We are of the opinion that this piece was not made in spain, but in colonial spanish america. We also believe that it could even possibly have been made in texas during spanish occupation.

The reasons for our conclusion are: (1) the materials used are not those that one would expect to see on Spanish pieces. Mostly they used oak and the Bargueno’s tended to be highly decorative on the interior when the doors were open. They often were heavily inlaid with bone and ivory. This is replicated in early Mexican pieces (2) this one has a much more rustic or provincial feel to it and the woods used are the one’s that would have been available here in Texas or further West. (3) there is a very ‘Hacienda Ranch’ type feel and look to this piece.

With the piece being found here in Texas and being in the ownership of an avid Private Collector since the early 20th Century we think there is a reasonably good chance that this is a Texas piece and not further West like New Mexico.

From the construction and hardware we date this piece to circa 1750-1790.

If we are correct …… this dates this piece to prior to Texas Independence etc. thereby making it Hugely important and extremely, extremely rare!!

It could have been made and owned by an early Tejano Family!!!!

Alternative Title: bargueño

Vargueno, Spanish bargueño, wooden cabinet of mixed Spanish and Oriental origin that first appeared in Europe in the late Middle Ages and became a common article of furniture in the Spanish colonial empire from the late 16th century onward. Its major component is a chest with a drop front. The interior is divided into an intricate arrangement of drawers and recesses for holding jewels, documents, and other valuables. The drawers and recesses are often inlaid with ivory, silver, or gold and are occasionally stained in bright colours.
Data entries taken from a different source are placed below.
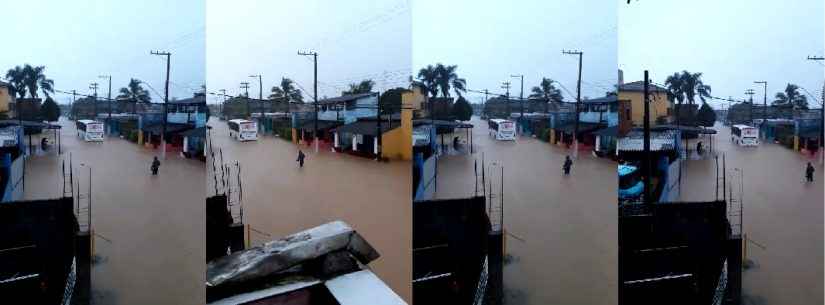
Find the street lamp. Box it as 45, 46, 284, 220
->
249, 74, 264, 118
98, 75, 112, 123
753, 81, 768, 136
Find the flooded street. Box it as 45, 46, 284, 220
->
435, 117, 618, 305
206, 118, 412, 302
24, 118, 206, 304
681, 124, 823, 305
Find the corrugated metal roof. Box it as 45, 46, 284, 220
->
616, 130, 678, 151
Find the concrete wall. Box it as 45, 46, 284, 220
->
579, 111, 619, 126
318, 96, 378, 124
166, 112, 206, 127
381, 96, 413, 161
619, 91, 673, 126
0, 87, 12, 112
3, 155, 26, 202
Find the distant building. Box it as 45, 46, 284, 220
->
0, 81, 14, 117
618, 81, 673, 127
318, 92, 378, 124
206, 221, 407, 305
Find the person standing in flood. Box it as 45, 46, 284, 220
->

The exterior is elaborately mounted at the corners and elsewhere in iron or silver, and the front is secured by a heavy padlock or conventional lock.

Originally, the base was another chest divided into two cupboards, but later versions usually stand on a support of baluster legs spanned by intricate arcading after French and Italian Renaissance prototypes. The design of the vargueno was later copied by practitioners of the revived Spanish Colonial style in the United States.